I’m sure that at certain points I could see Paul’s eye mist as his interchanges with Tim seemed to catch something. Memories of tackling London in the 90s, triumphs of youth. Will this be the last DAAS performance? Who knows?, but if so, what a show!
From the 80s onward DAAS were surreal and anarchic, skewering cultural tropes high and low but never dealing with their own issues other than those within the billboard-sized personae cloaking each performer. Was there truth in those exaggerated stereotypes? Paul the short angry man, Richard the naïve guitarist, and Tim the pretty, statuesque sex-god? Probably, but only ever enough truth to support whoever the joke was at the time.
As street performers, the DAAS characters allowed people to easily ‘get’ the buskers’ interplay as they shopped for footwear or headed to a Fringe show, which in turn translated with sniper accuracy to the ADHD channel-flipping milieu of global television. Ceasing in the mid-90s, each member of DAAS expanded to projects that showed wider appeal, but muted their cartoonish violence, sexual sarcasm, and satire.

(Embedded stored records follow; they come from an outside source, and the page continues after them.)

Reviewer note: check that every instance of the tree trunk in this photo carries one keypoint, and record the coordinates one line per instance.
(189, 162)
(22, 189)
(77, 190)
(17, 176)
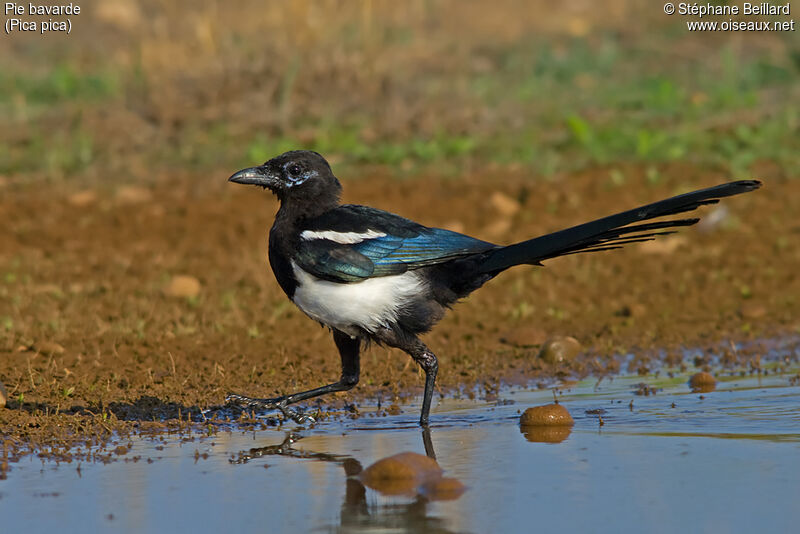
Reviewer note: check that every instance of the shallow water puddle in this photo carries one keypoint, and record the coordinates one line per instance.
(722, 461)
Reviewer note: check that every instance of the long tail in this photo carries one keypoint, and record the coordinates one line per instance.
(613, 231)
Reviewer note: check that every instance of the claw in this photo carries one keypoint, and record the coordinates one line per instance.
(269, 404)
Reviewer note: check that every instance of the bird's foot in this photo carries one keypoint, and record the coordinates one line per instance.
(279, 403)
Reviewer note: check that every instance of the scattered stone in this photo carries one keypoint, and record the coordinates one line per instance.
(546, 434)
(560, 349)
(702, 382)
(183, 285)
(82, 198)
(48, 347)
(547, 415)
(504, 204)
(400, 474)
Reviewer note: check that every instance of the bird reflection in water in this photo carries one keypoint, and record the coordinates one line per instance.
(423, 483)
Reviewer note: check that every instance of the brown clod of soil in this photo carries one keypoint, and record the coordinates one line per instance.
(547, 415)
(702, 382)
(183, 286)
(546, 434)
(560, 349)
(401, 474)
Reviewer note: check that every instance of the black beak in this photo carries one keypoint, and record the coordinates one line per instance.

Panel TV, intellectual radio, gameshows; the DAAS boys moved on, found the mainstream, and developed pursuits. They were successful but never quite as funny nor as relevant, ditching the crowd university for the cowed universal, the campus for the capital. In that sense their return is unnecessary and by revisiting the past, tempting irrelevance.

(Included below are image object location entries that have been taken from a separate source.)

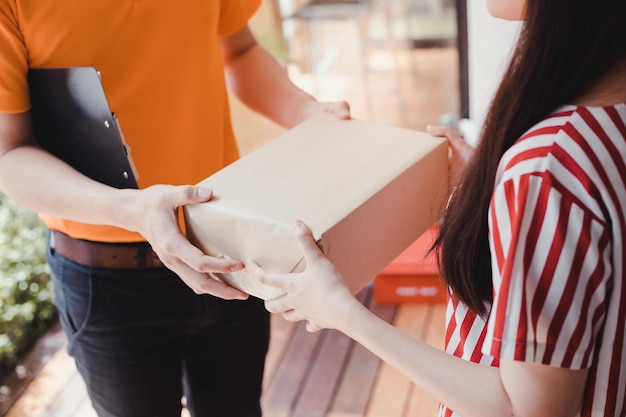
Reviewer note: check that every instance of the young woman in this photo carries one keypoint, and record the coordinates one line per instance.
(532, 241)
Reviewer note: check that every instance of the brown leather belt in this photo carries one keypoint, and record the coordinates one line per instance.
(105, 255)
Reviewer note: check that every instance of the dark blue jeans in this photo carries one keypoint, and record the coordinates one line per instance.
(143, 339)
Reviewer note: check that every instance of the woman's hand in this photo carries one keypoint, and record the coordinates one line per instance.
(460, 152)
(318, 294)
(154, 214)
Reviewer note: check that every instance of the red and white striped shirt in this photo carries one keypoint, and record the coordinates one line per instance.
(557, 225)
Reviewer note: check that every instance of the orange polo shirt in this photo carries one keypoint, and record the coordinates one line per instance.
(161, 69)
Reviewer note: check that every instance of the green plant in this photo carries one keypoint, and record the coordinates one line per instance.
(26, 308)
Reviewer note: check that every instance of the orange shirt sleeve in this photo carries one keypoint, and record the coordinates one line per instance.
(13, 62)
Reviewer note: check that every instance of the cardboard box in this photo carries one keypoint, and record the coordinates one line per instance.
(412, 277)
(365, 189)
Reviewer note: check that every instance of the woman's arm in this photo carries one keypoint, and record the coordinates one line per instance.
(320, 296)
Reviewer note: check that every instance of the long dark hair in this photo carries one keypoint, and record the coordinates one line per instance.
(564, 48)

But they kill. The crowd is convulsing with belly laughter. Hands sting from applause. Faces ache. Tears roll. This outing of the Doug Anthony Allstars only needs a basic spark to produce tower of comic flame; they can elevate a fart joke into something vaguely satirical, or as easily plunge into perverse depths. It seems effortless, easy, dynamic, musical, pre-menstrual, post-coital, Australian.

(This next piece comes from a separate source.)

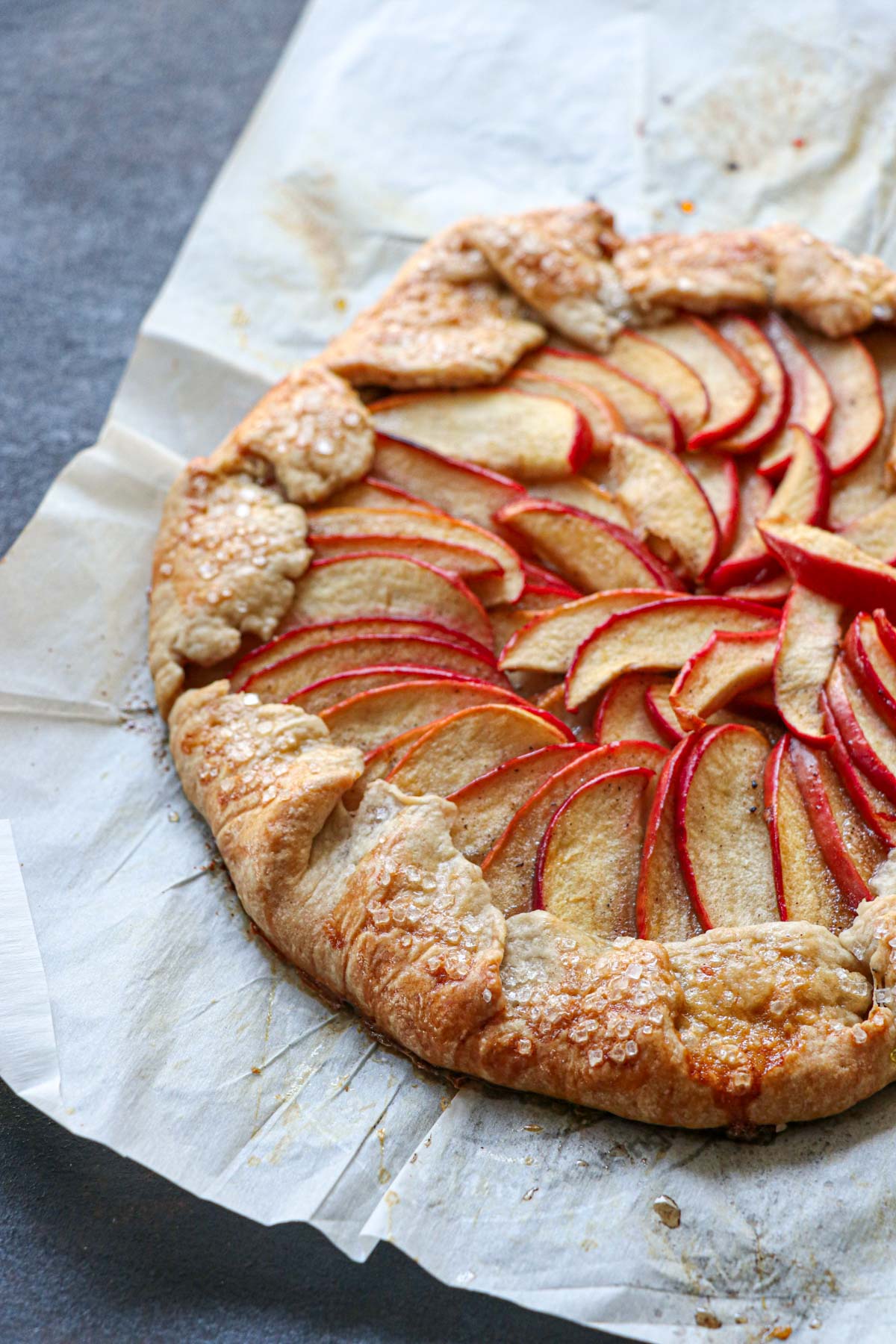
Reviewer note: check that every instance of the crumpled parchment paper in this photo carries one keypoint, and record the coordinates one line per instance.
(136, 1006)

The closing joke is not so much on Tim as giving him the last laugh. The others gambol offstage to ringing applause. Ferguson meanwhile sits, mock frustrated. Eventually they come back onstage and struggle to the push the wheelchair through the curtains. Paul gives up and, walking away, reveals a sign on the back of the wheelchair ‘Fuck my arse, I still enjoy it’. DAAS have long mastered the art of appearing perfectly random only to reveal a long set-up.
Continuing the gag as the audience files down the exit stairs we see Paul struggling to push Ferguson through a side door. Paul cursing and Tim looking abashed. Seemingly stuck with their audience, people shower love and recognition on the pair. Paul beams, administers warm hugs and, as teary fans shake Tim’s hand it feels huge, emotional, and final.
The closing piece of the show included a back projection of the group in their original heyday circa 1996. The ravaging passage of time is very real in the room. Twenty years is a long time for everyone. DAAS belong to a time before 9/11, before the War on Terror, before immigration was a demonic issue, when a leftist PC agenda was seen as a positive step for and by mainstream society.
During the Napoleanic wars nostalgia was classified as an illness that overtook combatants as they remembered past loves and lives far away in distant homes and hearths. DAAS’s main target was always the optimism of social improvement and the stench of nostalgia, both things that various interviews have used to pigeonhole Ferguson’s life with MS into an easy ‘human interest’ story that can ‘aww’ away irrelevance. Tackling that shit head-on, DAAS gave us a great show that footnotes his illness against the larger comedy. MS being another character on stage to mock.
It would be easy to roll out the sentence ‘and in the end Ferguson still stands tall, still beautiful’ and it still works, but not in the saccharine human interest way. It works in the DAAS way, where that statement is presented alongside Ferguson seated, tremulous (though still handsome) where sarcasm and irony ring positive. Tragedy is a subject to use, that’s how we laugh.